Revision
I like writing first drafts. I enjoy seeing the possibilities in the blank page, watching as the words fill them and the story takes shape, often in ways I wasn’t expecting.
The weird part is that this happens with nonfiction too. Not because any questionable material is being added, but because I can be in the middle of writing a piece when suddenly a new angle occurs to me and off it goes onto the page.
I used to have a terrible time getting down first drafts, because I always wanted them to be perfect. I agonized over words to the extent that nothing ever got finished. I had to learn the great lesson of writing – get it all down and clean it up in revision.
Ah, revision – a necessary part of the process, and yet the reactions I’ve seen to it are as varied as the writers I’ve met.
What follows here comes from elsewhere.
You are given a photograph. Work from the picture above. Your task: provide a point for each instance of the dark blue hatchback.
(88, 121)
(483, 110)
Some love revision because as long as they’re revising, the piece holds its elusive possibilities for perfection. Some love revision because they will soon be finished and can get on with something else. Some hate revision because they hate revisiting what they consider done – they want to tell new stories, not continue to harp on old ones. Some hate revision because they hate dissecting their writing. Some stoically plod through revision, unsure that they’re actually improving the piece. Some do it because it is necessary, but that doesn’t mean they have to like it.
A photographer who uses software to manipulate his images is often derided for it. Written revision is akin to tweaking an image using GIMP or Photoshop, but a writer is derided for not doing it. Then again, our thousand words cannot speak for themselves. We have to make them say something.
I think sometimes that an MFA in Creative Writing is actually a degree in Creative Revision, because a lot of what we learn is less how to write than it is how to improve writing, how to take that first draft and make of it something worth re-reading.
At least that’s my goal. When I’m finished with the program, I want to be able to produce stories (and perhaps essays, he thought, writing more and more of them) not simply worth reading, but worth re-reading. I like the idea of writing books that people take with them when they move, that they buy extra copies of to loan or give away.
I guess that’s why I like revision. After all, if I don’t enjoy going through my stories more than once, why would anyone else?